At the end of one summer—1967, on the verge of the great collapse—the two teenagers proposed taking us on a hike. There were two suggested destinations. One was The Slips, a reservoir at a dammed-up creek far in the woods behind the other side of town, about three miles away. Kids often swam there, unsupervised, of course. But we ended up going to the Pothole, two miles away and on our side of town, uphill to get there along disused mining paths and deer trails. Ours is the largest glacial pothole in the world, about forty feet deep and forty feet in diameter, ground out of hard rock by the slow whirlpool action of a glacier. The state had set a small park there, with a privy, a parking lot, and a fence to keep people from doing silly things and falling to their death. There we went, two teenagers in charge, with a couple of dozen kids, and snacks and cold drinks. It took us most of the morning to get there, and we didn’t get back till the middle of the afternoon. Nobody worried about it.

Our playground, though, was not long for the world. The old lady who owned the property behind home plate—a weedy field, never used—didn’t like the noise and didn’t want kids stepping foot on her ground to retrieve a foul ball. So she bought our grounds from the borough, which as always was hard up for money. The borough promised to build us another playground nearby. By the time they got around to it—on a lot too small even for wiffle-ball—something fine and ordinary was lost for good. I’ve walked past that “new” playground hundreds of times, and hardly ever seen anyone there. That’s not because children play outdoors elsewhere. We did—there were still plenty of us to do the playing. But not now. Children are too few. Joe died, and so did his store. You can go many years and never see a casual wiffle ball game, a daily thing in my young life. And who’s home, anyhow, in case you do hurt yourself, as I ripped open a finger one day while poking around the ruined house?

We had a real neighborhood, then. It’s children that make the neighborhood, and when children are outdoors, you’ll want porches in the front of your houses, so that you can see the streets where they often play, as we did. I thought when I was a boy that there would always be such things as we enjoyed, and I suppose everyone else thought so too. But we were on the edge of a change that no one suspected, the shift into an anti-society, made possible for the first time in human history by wealth, the abandonment of home life by both husbands and wives, child-poor marriages, and mass entertainment consumed almost entirely indoors. What to do about it now is one of the three or four most pressing questions for those who want a real culture and a real republic to live in.

Image Credit.

1 COMMENT

  1. Cultures have a life cycle, just like their constituent humans and other living creatures. The advantage of a culture, though, is that it operates on a different time scale, so that decay can be followed by regeneration. Stasis can be a prelude to new inspiration. As we know from the story of Ezekiel, you can connect all the “dry bones” of old wisdom, but only the divine spirit can breathe new life into it.

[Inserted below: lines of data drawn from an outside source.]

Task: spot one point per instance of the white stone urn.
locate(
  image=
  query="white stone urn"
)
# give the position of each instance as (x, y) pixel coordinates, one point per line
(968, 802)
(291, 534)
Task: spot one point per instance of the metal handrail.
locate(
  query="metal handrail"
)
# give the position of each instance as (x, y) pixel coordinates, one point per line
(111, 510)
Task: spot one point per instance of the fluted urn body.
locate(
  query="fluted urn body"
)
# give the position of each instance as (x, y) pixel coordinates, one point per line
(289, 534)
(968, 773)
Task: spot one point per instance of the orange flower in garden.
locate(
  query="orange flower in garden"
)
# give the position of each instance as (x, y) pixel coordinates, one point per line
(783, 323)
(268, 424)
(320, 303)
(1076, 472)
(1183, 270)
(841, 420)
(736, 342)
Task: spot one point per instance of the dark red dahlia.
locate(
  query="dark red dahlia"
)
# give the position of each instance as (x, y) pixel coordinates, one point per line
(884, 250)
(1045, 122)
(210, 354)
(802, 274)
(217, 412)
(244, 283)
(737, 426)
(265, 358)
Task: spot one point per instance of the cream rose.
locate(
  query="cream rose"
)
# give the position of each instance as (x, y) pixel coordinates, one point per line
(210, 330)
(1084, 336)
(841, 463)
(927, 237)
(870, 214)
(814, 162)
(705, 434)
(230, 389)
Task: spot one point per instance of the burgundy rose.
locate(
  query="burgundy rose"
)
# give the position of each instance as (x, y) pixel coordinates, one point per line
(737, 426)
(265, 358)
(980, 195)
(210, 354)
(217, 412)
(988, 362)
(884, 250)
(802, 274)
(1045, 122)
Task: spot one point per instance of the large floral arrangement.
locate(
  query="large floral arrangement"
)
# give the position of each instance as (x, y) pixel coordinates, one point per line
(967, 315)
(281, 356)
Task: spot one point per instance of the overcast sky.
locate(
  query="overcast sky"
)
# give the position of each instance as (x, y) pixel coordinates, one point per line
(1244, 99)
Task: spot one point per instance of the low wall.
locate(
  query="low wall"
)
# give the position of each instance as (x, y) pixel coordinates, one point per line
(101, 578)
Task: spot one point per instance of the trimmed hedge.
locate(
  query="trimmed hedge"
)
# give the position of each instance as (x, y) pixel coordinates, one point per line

    I recall similar playgrounds in my own youth circa 1960. My community was more affluent than Anthony’s, so the playgrounds really did get renovated every decade or two. Nearly half a century after I enjoyed one, I took my own kids to play there while visiting my parents. There were still swings, but also other types of “playthings” that had been constructed, like a footbridge suspended a couple feet above the ground.

    Various historians have pointed out that cultures get more nervous as prosperity increases and they feel they have more material possessions to protect. We saw one aspect of this transition about 15 years ago when the elementary school I had attended decided that nobody could use the grounds after hours, a restriction that didn’t exist when my kids played there as toddlers a few years earlier.

    I don’t know where it will all lead but I’m optimistic. There are always useful things people can do. If robots replace most of the work force, humans can still help each other by caring in various ways.